The chairman of the U.S. House of Representatives Financial Services Committee said Congress will give the Securities and Exchange Commission the authority it needs to require hedge funds to register with the agency.
Of course. The banks were getting low on money to pay their bi-annual bribes, er, campaign contributions with.
I always find it amusing when the solution to some crisis is more laws, when the existing laws are ignored.
I wrote a post about Ponta Negra – a hedge fund that I thought was more likely than not to be fraudulent. I did not name Ponta Negra in the post but I put two of their marketing documents on the web and some people found them.I withdrew that post after threats from lawyers. I also removed the documents from the web.
I have done this because Francesco Rusciano of Ponta Negra has formally had his assets frozen by a Federal Judge at the request of the SEC. Also see here for the formal charges.
Now this isn't particularly newsworthy. No, the newsworthy part is this:
Anyway I will save you the suspense. All of this would not be the biggest story on my blog except that Ponta Negra is marketed out of the office of Paradigm Global – a fund of hedge funds owned and controlled by Hunter Biden and James Biden. Hunter and James are the son and brother of Vice President Joe Biden respectively.
Oops. Well, that explains the attempt to shut the widdle blogger up. Too bad it failed.
Anyway, go to the link for the base article and read it. It's yet another one of those "fund of funds" deals, and it appears that it is the Veep's family that's somehow involved. What's even better is that they appear to be tangled up with Stanford Financial up to their nuts.
This ought to be a lot of fun as it all unwinds, and you can bet I'll be keeping my ear to the ground.
If you look outside the US you find actual reporters who report actual news. Like, for instance, this from The Times in the UK:
John Thain, the Wall Street veteran who was ousted from Merrill Lynch following its takeover by Bank of America (BoA), has fired back at attempts to blame him for the investment bank's surprise loss and controversial bonus payments.
"Getting fired is one thing. But nobody has the right to say things that they know aren't true," he told the WSJ.
Mr Thain insisted that Mr Lewis knew that the bonus payments were being made ahead of schedule and agreed to them in writing. The WSJ reported that this claim was backed up by documents reviewed by the newspaper.
Oh oh - not in writing! You know, that nasty thing that happens when you use this old technology called "a pen" and it can be presented to this thing called "a jury"?
When it comes to the pied pipers of the world, on this side of the pond, we have this piece of putrid tripe:
The thumping chorus to drain the toxic assets clogging our banking system drones on as the economy patiently waits for the life-blood of new credit. Many argue that bank nationalization may be our only hope. This is naïve madness.

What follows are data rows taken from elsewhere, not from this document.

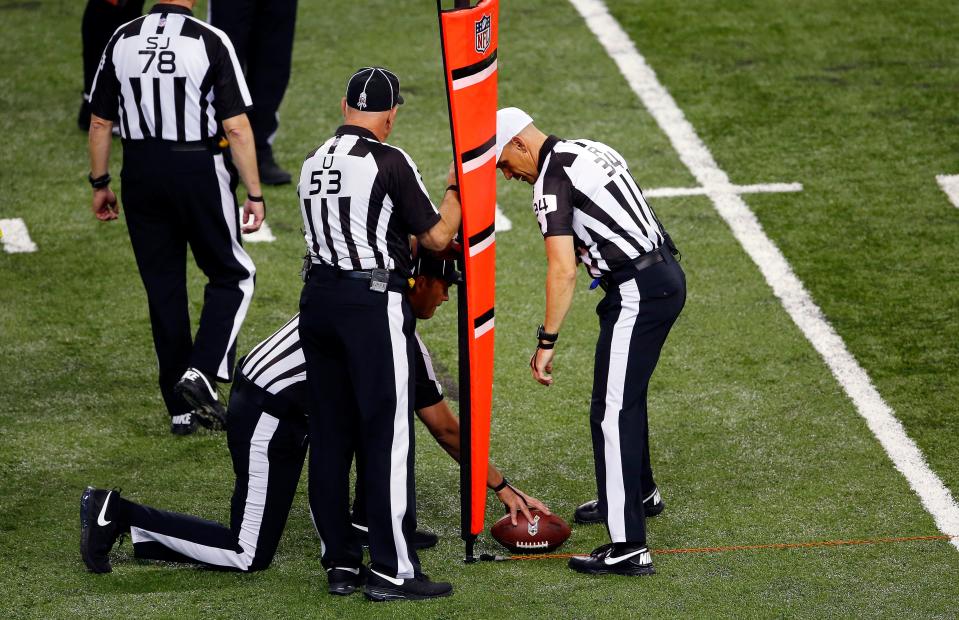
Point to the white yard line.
(761, 188)
(15, 237)
(264, 235)
(950, 185)
(903, 452)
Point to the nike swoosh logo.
(393, 580)
(611, 561)
(101, 518)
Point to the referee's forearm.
(560, 281)
(560, 285)
(100, 137)
(240, 135)
(439, 237)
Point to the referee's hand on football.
(516, 501)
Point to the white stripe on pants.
(399, 456)
(228, 203)
(615, 387)
(259, 475)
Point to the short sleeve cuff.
(233, 112)
(109, 115)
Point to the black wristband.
(542, 334)
(99, 182)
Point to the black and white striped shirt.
(277, 366)
(585, 190)
(361, 199)
(169, 76)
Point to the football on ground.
(541, 535)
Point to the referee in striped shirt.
(174, 86)
(361, 200)
(590, 208)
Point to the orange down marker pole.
(469, 40)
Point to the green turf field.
(753, 439)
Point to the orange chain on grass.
(819, 543)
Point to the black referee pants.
(634, 319)
(173, 199)
(262, 34)
(268, 454)
(359, 350)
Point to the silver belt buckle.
(379, 280)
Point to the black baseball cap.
(435, 268)
(373, 89)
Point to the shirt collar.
(164, 7)
(546, 149)
(356, 130)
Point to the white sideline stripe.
(15, 238)
(761, 188)
(502, 223)
(903, 452)
(948, 183)
(264, 235)
(475, 78)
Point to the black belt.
(210, 144)
(630, 269)
(396, 282)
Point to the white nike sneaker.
(627, 559)
(99, 527)
(200, 392)
(183, 424)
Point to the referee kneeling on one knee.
(361, 200)
(172, 82)
(589, 208)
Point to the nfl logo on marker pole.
(483, 28)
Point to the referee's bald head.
(518, 142)
(371, 100)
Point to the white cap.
(509, 122)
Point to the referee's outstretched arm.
(439, 236)
(240, 135)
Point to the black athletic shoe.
(382, 588)
(270, 171)
(588, 513)
(200, 392)
(421, 538)
(344, 581)
(183, 424)
(631, 560)
(98, 528)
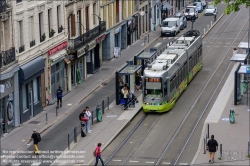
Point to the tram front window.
(153, 88)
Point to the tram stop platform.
(234, 138)
(105, 131)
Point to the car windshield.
(168, 24)
(188, 10)
(210, 7)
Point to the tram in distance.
(169, 74)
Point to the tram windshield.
(153, 87)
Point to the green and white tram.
(169, 74)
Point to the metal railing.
(76, 131)
(7, 57)
(87, 37)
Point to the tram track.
(177, 132)
(174, 162)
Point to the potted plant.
(43, 37)
(60, 29)
(51, 33)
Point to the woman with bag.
(88, 122)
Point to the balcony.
(7, 57)
(21, 49)
(32, 43)
(85, 38)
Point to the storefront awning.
(31, 70)
(58, 56)
(167, 5)
(239, 58)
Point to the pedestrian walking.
(59, 94)
(125, 96)
(97, 154)
(88, 122)
(36, 137)
(212, 147)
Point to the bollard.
(75, 135)
(208, 130)
(103, 107)
(108, 102)
(68, 143)
(204, 146)
(220, 151)
(92, 117)
(56, 111)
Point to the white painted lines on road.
(165, 163)
(133, 161)
(34, 164)
(157, 45)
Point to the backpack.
(39, 137)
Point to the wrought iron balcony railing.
(32, 43)
(21, 49)
(87, 37)
(3, 6)
(7, 57)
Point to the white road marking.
(157, 45)
(133, 161)
(36, 164)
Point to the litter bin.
(98, 114)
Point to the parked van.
(191, 12)
(170, 26)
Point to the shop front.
(30, 88)
(57, 71)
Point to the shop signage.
(118, 30)
(6, 87)
(58, 48)
(99, 39)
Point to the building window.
(87, 18)
(41, 28)
(24, 96)
(35, 90)
(79, 23)
(59, 24)
(94, 13)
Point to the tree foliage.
(233, 5)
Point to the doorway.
(31, 103)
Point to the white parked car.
(210, 10)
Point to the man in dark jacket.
(59, 94)
(212, 147)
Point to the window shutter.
(73, 24)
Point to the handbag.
(84, 119)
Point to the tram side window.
(166, 88)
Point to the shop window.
(24, 96)
(35, 90)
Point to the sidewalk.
(233, 137)
(17, 139)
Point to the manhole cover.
(34, 122)
(105, 69)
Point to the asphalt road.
(199, 96)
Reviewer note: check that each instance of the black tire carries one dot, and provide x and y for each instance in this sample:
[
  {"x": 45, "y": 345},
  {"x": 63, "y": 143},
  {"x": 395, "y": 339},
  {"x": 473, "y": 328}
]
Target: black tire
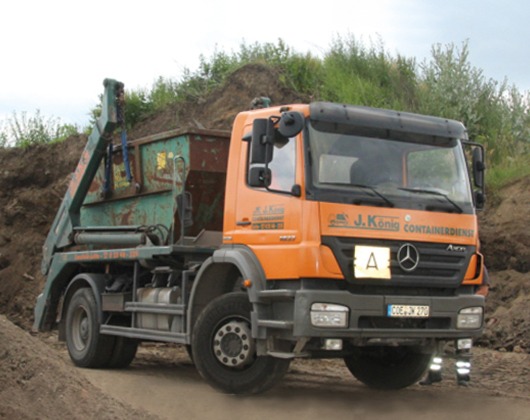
[
  {"x": 190, "y": 352},
  {"x": 224, "y": 350},
  {"x": 86, "y": 346},
  {"x": 388, "y": 367}
]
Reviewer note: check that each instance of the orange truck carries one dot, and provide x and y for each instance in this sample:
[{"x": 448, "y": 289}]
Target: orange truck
[{"x": 316, "y": 231}]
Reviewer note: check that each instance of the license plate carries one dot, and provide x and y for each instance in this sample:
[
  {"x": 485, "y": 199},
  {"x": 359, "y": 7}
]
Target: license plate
[{"x": 408, "y": 311}]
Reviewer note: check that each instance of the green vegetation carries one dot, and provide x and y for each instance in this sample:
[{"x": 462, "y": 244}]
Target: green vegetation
[
  {"x": 495, "y": 113},
  {"x": 22, "y": 130}
]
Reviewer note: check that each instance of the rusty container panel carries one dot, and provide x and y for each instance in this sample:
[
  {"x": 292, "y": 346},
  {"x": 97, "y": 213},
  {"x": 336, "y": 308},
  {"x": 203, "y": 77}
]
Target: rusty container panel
[{"x": 160, "y": 165}]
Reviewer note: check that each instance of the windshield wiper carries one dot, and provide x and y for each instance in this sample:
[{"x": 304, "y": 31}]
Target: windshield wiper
[
  {"x": 367, "y": 187},
  {"x": 425, "y": 191}
]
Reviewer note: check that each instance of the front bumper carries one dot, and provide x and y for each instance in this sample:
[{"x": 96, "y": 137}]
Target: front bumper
[{"x": 368, "y": 318}]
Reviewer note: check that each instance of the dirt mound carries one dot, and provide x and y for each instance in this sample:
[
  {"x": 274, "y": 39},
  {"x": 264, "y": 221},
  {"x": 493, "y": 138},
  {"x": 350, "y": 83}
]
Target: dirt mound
[
  {"x": 218, "y": 110},
  {"x": 33, "y": 182},
  {"x": 35, "y": 382},
  {"x": 504, "y": 232}
]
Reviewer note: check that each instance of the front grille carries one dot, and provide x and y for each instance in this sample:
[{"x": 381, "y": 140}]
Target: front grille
[
  {"x": 438, "y": 266},
  {"x": 375, "y": 322}
]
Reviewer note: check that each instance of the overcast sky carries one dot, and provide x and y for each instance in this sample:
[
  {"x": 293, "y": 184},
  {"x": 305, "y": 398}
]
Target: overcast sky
[{"x": 56, "y": 53}]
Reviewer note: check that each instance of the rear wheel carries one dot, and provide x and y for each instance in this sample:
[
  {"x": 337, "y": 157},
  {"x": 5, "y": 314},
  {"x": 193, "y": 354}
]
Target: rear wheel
[
  {"x": 86, "y": 346},
  {"x": 388, "y": 367},
  {"x": 224, "y": 351}
]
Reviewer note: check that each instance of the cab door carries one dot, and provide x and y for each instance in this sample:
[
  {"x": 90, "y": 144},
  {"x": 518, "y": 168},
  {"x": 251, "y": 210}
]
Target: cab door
[{"x": 269, "y": 219}]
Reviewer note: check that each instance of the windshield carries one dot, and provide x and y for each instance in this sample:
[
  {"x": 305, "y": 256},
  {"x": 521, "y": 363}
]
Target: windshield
[{"x": 418, "y": 173}]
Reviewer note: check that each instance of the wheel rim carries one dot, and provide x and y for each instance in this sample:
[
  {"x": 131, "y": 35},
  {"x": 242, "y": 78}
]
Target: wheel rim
[
  {"x": 233, "y": 345},
  {"x": 80, "y": 328}
]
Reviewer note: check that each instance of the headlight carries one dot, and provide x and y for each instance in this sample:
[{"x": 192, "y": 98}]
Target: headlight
[
  {"x": 469, "y": 318},
  {"x": 329, "y": 315}
]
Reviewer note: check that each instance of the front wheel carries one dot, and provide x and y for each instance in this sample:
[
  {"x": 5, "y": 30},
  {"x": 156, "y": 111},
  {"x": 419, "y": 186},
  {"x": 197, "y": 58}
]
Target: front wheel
[
  {"x": 388, "y": 367},
  {"x": 224, "y": 351}
]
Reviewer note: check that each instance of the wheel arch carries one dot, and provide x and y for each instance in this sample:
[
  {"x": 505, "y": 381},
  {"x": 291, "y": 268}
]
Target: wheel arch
[
  {"x": 220, "y": 274},
  {"x": 92, "y": 280}
]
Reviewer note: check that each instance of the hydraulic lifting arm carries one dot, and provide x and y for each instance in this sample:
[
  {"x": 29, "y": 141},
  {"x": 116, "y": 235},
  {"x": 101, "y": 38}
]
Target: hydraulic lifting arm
[{"x": 68, "y": 215}]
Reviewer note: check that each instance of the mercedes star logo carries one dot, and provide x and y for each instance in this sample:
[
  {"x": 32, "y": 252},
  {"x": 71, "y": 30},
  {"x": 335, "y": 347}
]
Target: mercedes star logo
[{"x": 408, "y": 257}]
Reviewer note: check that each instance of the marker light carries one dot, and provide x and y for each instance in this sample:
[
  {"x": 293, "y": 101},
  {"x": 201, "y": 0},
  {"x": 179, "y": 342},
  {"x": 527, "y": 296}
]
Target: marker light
[
  {"x": 469, "y": 318},
  {"x": 329, "y": 315}
]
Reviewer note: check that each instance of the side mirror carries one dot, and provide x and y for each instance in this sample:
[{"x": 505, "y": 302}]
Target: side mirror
[
  {"x": 480, "y": 200},
  {"x": 291, "y": 123},
  {"x": 259, "y": 176},
  {"x": 261, "y": 141},
  {"x": 478, "y": 167}
]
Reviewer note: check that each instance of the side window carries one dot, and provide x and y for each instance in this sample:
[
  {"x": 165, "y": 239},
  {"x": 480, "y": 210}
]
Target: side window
[{"x": 283, "y": 165}]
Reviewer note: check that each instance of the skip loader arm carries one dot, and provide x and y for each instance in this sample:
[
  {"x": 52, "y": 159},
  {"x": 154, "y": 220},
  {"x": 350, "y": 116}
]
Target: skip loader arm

Early quarterly earnings reports from U.S. banks clearly demonstrate the banking system’s hefty ability to absorb “toxicity” on its own. While there is a natural obsession among analysts and the financial media to dice and denigrate headline-earnings results, core operating margins appear substantively intact.
Uh huh. And who is this guy?
— Robert B. Albertson is principal and chief strategist for Sandler O’Neill & Partners LP.
Oh, I see. An investment banking concern. Ok.
Mr. Albertson is entitled to his opinion, of course, but I'd like to know what he bases that opinion on. Certainly it has to be more than the fact that banks reported "earnings" using various forms of accounting gimmickry, yes? Legal or not, things like shifting one's reporting period (as was done with Goldman) or pressing one-time gains from "advantageous" trading circumstances with crippled counterparties (e.g. AIG) is hardly an indication of soundness.
Nor should one consider stealing $700 billion from the taxpayer and then posting a couple of billion in "profit" a good indication of soundness. After all, any monkey can lose 95% of the money stolen from everyday Americans and then report "great profits!" with the remaining 5%.
Maybe Mr. Albertson can provide all of us with some actual analysis? How about putting market prices to all of these institution's holdings and showing me (and everyone else) that when this exercise is done the bank in question has a greater number for assets .vs. liabilities? Oh, and please do show your work; Dick Bove never does and yet he continues to pound the table that all is well even though if you hit the Cramer-style "buy-buy-buy" button last spring on his recommendation some of the banks involved (WaMu, Wachovia, etc) were either near or literal zeros, and essentially all of them have handed you a monstrous loss.
See, I and others have been trying to get our arms around the asset valuation problem since I first started screaming about Washington Mutual (WaMu) back in April of 2007, more than two years ago.
I still can't get to the facts but its not for lack of trying. Rather, it is due to the lack of disclosure about exactly what's in the big bad black box, and that's an intentional act - by the banks.
Unfortunately when I take what I believe are reasonable indications of current market values and apply them to what is claimed for the composition of these portfolios, given what is disclosed, I get a really big number for the balance between assets and liabilities.
The problem is that it's in parenthesis.